Cette information concernant Saïd Sadi est brûlante, elle l’est d’autant que de nombreuses personnalités politiques et des journalistes l’avaient déjà accusé d’être impliqué dans l’assassinat du célèbre chanteur Matoub Lounès (lire Françalgérie, crimes et mensonges d’États de Aggoun et Rivoire). il s’agit ici d’une tentative d’assassinat d’un autre chanteur kabyle, Ferhat Mehenni, compagnon de lutte et ami intime de Saïd Sadi depuis deux décennies et membre important de leur parti politique, le fameux  RCD.

Encore une fois, ce ne sont ni les agents du renseignement et de la police politique algérienne et encore moins les islamistes qui sont derrière cette information, mais bien le chanteur lui-même, Ferhat Mehenni, qui l’a écrit noir sur blanc dans son livre Noël en otage publié en 2015 aux éditions Michalon. On imagine que Saïd Sadi va, comme à son habitude, crier au complot sauf que cette grave accusation portée en 2015 n’a jamais été démentie et encore moins attaquée en justice, les faits étant, par ailleurs, facilement vérifiables.

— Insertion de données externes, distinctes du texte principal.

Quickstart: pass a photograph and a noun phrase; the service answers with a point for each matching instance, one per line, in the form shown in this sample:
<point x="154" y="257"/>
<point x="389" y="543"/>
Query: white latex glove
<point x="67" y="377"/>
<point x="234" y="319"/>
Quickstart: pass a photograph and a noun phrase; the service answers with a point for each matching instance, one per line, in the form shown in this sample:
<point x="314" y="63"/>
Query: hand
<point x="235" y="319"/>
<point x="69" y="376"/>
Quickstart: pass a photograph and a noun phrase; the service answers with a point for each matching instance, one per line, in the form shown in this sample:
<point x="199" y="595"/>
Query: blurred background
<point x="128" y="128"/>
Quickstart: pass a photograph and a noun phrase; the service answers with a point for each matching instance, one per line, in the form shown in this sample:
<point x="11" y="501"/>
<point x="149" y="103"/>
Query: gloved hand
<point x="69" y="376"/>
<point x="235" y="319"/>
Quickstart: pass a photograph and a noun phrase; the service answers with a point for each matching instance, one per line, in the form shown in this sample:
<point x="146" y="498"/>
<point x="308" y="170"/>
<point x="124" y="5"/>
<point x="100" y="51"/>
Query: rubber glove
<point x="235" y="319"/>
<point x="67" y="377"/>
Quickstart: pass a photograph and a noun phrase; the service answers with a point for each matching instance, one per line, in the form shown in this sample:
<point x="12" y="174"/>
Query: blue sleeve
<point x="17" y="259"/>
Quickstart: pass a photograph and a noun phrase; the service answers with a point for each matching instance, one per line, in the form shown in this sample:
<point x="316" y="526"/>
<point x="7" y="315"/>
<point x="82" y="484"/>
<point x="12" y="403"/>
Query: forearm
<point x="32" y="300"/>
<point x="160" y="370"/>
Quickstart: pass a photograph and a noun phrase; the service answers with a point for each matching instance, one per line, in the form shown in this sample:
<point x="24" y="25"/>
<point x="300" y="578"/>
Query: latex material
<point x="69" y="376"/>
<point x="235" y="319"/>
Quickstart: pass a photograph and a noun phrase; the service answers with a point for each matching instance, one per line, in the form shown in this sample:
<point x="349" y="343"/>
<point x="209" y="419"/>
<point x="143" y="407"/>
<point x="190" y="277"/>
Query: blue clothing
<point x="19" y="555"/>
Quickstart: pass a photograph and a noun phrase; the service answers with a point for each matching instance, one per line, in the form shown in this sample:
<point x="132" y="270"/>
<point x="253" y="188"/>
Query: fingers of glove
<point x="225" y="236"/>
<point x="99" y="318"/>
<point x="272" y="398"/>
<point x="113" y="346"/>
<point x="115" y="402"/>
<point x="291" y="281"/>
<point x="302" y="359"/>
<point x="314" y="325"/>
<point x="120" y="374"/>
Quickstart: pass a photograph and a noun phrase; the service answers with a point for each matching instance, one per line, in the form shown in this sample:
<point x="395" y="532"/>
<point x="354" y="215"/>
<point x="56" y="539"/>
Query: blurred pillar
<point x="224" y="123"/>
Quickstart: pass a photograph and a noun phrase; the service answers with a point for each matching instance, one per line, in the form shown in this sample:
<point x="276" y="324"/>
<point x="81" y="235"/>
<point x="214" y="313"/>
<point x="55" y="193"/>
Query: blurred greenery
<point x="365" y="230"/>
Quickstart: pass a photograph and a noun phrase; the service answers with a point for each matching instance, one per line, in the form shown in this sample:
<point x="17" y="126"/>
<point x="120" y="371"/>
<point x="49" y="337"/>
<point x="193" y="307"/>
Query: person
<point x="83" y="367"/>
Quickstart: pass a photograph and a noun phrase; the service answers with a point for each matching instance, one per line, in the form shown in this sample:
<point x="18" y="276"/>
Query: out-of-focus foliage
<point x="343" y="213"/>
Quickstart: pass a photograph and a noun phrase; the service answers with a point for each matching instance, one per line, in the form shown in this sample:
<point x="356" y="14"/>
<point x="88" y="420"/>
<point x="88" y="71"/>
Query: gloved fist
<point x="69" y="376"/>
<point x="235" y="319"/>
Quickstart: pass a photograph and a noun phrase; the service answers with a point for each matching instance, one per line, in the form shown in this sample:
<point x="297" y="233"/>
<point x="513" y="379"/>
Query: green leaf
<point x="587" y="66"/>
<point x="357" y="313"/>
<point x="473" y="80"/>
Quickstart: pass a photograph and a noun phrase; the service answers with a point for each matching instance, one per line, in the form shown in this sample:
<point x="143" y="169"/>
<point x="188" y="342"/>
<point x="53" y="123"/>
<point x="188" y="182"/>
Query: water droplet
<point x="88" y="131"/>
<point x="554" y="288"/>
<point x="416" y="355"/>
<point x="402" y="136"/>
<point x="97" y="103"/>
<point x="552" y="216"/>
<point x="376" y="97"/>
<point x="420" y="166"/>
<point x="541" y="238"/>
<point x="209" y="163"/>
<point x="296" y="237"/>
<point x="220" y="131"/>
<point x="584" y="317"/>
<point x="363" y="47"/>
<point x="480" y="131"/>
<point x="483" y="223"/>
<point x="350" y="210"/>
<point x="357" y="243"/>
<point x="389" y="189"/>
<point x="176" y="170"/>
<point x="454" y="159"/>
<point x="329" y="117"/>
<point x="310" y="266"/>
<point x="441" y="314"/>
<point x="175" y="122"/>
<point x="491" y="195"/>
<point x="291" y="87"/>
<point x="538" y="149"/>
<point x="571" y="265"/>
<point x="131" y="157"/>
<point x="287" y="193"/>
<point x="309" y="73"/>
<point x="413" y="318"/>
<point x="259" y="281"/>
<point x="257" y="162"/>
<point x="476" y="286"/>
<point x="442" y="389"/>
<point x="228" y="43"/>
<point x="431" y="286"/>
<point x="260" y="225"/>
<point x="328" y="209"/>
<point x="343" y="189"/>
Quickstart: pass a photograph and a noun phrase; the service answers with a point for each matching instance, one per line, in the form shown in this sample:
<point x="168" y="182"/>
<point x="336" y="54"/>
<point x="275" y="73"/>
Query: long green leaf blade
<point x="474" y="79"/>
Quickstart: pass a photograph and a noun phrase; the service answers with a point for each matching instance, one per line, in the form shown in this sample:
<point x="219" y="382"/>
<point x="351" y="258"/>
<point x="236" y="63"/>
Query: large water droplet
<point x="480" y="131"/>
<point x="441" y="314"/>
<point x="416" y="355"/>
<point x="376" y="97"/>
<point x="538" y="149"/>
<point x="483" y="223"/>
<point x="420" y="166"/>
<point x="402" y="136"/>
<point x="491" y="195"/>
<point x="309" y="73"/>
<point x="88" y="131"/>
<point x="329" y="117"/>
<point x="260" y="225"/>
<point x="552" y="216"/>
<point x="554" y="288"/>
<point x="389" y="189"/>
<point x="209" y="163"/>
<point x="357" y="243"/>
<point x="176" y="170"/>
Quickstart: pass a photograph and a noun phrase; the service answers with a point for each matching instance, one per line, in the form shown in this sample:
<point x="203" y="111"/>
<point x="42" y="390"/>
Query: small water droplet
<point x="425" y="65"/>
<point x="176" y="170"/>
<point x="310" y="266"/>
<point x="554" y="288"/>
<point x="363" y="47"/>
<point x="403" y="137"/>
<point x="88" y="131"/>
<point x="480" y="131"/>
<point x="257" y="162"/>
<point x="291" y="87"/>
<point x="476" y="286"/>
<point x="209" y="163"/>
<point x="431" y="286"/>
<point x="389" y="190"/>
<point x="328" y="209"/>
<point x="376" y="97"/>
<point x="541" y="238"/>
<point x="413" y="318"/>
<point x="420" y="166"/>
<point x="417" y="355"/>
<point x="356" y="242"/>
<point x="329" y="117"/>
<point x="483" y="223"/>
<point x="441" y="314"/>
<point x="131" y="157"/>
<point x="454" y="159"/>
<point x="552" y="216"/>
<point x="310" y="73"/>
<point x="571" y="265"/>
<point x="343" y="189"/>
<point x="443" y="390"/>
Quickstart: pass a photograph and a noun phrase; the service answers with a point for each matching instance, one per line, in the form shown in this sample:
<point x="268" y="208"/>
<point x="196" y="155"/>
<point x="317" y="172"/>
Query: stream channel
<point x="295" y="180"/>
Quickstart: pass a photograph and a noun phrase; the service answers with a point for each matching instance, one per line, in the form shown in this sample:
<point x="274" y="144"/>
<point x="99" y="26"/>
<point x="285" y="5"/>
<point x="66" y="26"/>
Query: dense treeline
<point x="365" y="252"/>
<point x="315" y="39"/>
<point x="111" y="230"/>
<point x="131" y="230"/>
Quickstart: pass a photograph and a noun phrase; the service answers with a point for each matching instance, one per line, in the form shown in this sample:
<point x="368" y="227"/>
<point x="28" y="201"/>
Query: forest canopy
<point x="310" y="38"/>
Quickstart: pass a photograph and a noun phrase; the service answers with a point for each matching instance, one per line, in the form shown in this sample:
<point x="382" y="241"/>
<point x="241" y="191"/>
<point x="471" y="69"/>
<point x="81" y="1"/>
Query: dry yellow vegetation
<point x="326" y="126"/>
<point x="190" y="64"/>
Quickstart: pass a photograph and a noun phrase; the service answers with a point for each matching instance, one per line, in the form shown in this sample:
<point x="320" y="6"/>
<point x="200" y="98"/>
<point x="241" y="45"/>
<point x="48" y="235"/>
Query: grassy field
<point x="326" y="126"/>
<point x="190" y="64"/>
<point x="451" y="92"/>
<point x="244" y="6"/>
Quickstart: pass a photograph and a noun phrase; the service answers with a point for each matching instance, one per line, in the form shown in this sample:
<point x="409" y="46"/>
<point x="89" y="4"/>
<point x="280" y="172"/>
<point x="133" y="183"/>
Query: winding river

« Je me remets à réfléchir à l’avion que je devais prendre le 23 décembre au lieu du 24. Ce changement de date orchestré pour que je monte dans l’avion piégé était-il une tentative d’assassinat ? Mieux vaut ne pas pousser plus loin le raisonnement. Cela donne vraiment froid dans le dos. Malheureusement, le doute va devenir certitude. » dixit Ferhat Mehenni, page 152.


Comme vous pouvez le constater sur l’image de une aux pages 70 et 71 du livre puis à la page 152, Ferhat Mehenni accuse Saïd Sadi de lui avoir changé son billet d’avion afin de retarder son voyage Alger-Paris d’une journée et du coup tomber sur les terroristes qui vont détourner son vol. Pire encore, d’autres témoignages confirmeront cette volonté de retarder le voyage via un mauvais prétexte afin de se débarrasser de lui physiquement. Les conséquences sont très lourdes puisqu’il sous-entend que la direction du RCD, et à sa tête Saïd Sadi, savait ce qui allait se passer le lendemain, le détournement de l’A320 d’Air France d’autant qu’en Algérie, tout le monde connaissait la proximité de Saïd Sadi avec la police politique et le DRS ; la boucle est bouclée.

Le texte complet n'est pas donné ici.